This festive season there have been many claims that our traditional Christmas is under threat. One story even said that teachers are being told by the British government to protect children from ‘Scary Santas’
In truth, the article about ‘scary santa’ which provoked the outcry was only advising teachers on what to do if some children were particularly bewildered or anxious about Christmas outings, changes in routine or meeting a strange old man with a beard – allcompletely reasonable reactions if you think about it logically.
Infact, as many parents already know, a lot of very young children are scared of Father Christmas – and why not? To ask a small child to go up to and sit on the knee of a strange old man is not something we would even consider at any other time of the year.
Nevertheless, Father Christmas or Santa Claus has become the human face of the festive season. The image of an old man with long white beard, red coat, and sack of toys is everywhere.
He is seen as a jolly, friendly soul who lives in the North Pole making toys and then, with the help of flying reindeer, a large sleigh and a lot of magic, he brings presents to all children on the night before Christmas (or in some countries on St Nicholas Day – 6th December)
Most children up to the about 8 years old really believe this is true, and it does bring a magical side to the stress and increasing commercialism of the whole season.
The idea of bringing gifts at Christmas time can be traced back to the nativity story and indeed before, with the Roman celebration of Saturnalia.
Father Christmas himself was originally part of an old English midwinter festival, and he was then dressed in green, a sign of the returning spring. The man we dipict today is also based on Santa Claus who became known in England during the 1870’s. His name comes from the Dutch name for St. Nicholas which is Sinter Klaas.
St. Nicholas was a 4th Century Christian saint from the area of Myra (modern day Turkey). He was a very shy man and wanted to give money to poor people without them knowing about it. One day he climbed onto the roof of a house and dropped a purse of money down the chimney, apparently it landed in a stocking which had been put to dry by the fire. This may explain the belief that Father Christmas comes down the chimney and places gifts in children’s stockings.
Alongside the stories of St Nicholas, we get a lot of today’s Father Christmas traditions from American ideas from the 19th Century. One particular poem, written by Clement Clarke Moore in 1822, describes more or less exactly what most people image to be Father Christmas.
The poem is often called ‘The Night Before Christmas’, but it was originally titled ‘A Visit from St Nicholas’:
” He was dressed all in fur from his head to his foot, and his clothes were all tarnished with ashes and soot;
A bundle of toys he had flung on his back, and he looked like a pedlar just opening his sack.
His eyes how they twinkled! his dimples how merry! His cheeks were like roses, his nose like a cherry;
His droll little mouth was drawn up like a bow, and the beard on his chin was as white as the snow.

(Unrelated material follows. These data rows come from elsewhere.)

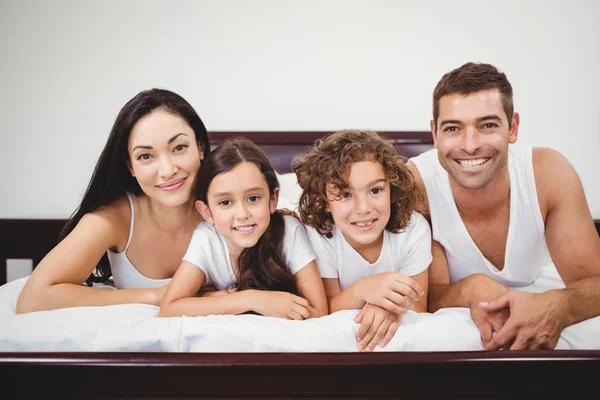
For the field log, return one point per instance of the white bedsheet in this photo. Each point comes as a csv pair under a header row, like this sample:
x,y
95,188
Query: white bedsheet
x,y
137,328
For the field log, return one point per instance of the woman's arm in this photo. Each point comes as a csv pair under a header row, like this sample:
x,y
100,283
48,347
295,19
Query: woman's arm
x,y
310,286
57,282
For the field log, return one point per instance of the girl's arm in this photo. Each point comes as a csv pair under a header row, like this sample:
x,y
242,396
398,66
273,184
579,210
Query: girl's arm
x,y
57,282
180,299
310,286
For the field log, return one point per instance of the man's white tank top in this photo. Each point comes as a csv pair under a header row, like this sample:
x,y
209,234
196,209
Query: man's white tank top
x,y
125,275
526,249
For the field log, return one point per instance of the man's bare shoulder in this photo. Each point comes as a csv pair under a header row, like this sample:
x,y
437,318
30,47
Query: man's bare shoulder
x,y
419,181
550,165
554,174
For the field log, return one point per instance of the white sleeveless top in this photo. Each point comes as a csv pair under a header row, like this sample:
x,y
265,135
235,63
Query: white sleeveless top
x,y
526,249
125,275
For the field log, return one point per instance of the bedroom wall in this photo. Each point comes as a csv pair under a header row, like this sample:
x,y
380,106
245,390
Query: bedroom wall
x,y
66,68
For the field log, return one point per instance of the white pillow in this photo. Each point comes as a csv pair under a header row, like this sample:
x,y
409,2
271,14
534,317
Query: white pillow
x,y
289,192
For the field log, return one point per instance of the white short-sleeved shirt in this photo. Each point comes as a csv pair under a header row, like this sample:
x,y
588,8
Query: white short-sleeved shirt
x,y
407,252
208,251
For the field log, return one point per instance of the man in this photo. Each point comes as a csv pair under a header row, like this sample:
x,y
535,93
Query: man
x,y
514,237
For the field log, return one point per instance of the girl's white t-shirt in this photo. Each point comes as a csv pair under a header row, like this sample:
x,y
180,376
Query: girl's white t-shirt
x,y
208,251
407,252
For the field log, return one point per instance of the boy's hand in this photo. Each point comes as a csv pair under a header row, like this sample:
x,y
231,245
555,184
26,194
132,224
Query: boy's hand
x,y
280,304
391,291
377,326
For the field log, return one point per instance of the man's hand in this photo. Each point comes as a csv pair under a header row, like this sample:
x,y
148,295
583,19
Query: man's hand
x,y
377,326
488,321
535,322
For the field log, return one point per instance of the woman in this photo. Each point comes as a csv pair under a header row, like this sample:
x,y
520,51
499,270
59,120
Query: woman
x,y
137,216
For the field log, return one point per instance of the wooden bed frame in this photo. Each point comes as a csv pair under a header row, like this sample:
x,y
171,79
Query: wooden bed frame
x,y
281,375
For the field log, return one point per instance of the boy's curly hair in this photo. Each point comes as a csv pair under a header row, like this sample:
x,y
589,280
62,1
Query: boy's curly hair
x,y
329,162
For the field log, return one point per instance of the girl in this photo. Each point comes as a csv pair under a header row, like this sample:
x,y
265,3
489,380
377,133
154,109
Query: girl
x,y
137,214
258,260
372,248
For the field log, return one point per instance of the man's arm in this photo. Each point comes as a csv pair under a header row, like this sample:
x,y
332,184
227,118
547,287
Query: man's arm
x,y
571,236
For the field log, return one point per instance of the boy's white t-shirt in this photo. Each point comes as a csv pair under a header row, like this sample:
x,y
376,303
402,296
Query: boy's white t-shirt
x,y
208,251
407,252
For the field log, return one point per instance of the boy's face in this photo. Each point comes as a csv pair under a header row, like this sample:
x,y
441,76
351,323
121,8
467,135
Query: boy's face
x,y
240,206
472,137
362,211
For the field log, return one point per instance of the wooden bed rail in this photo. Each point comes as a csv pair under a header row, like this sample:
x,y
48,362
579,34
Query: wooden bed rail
x,y
499,374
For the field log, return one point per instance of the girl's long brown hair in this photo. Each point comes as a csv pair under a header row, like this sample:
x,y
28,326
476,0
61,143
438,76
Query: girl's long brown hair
x,y
262,266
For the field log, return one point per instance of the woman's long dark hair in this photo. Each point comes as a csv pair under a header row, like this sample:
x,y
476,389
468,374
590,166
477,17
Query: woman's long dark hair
x,y
111,177
262,266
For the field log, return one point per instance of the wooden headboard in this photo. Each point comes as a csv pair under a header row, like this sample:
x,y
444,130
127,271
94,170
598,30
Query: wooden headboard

The stump of a pipe he held tight in his teeth, and the smoke it encircled his head like a wreath.
He had a broad face, and a little round belly that shook when he laughed like a bowl full of jelly.
He was chubby and plump,–a right jolly old elf– And I laughed when I saw him, in spite of myself. “
This all shows that the tradition of Father Christmas is a strong and historic one which had adapted to suit different people and times throughout recent centuries.
So, as long as we remember to treat our children with respect and act accordingly if they are scared, then I am sure that Father Christmas will become become a much loved figure who will enchant them for many years to come.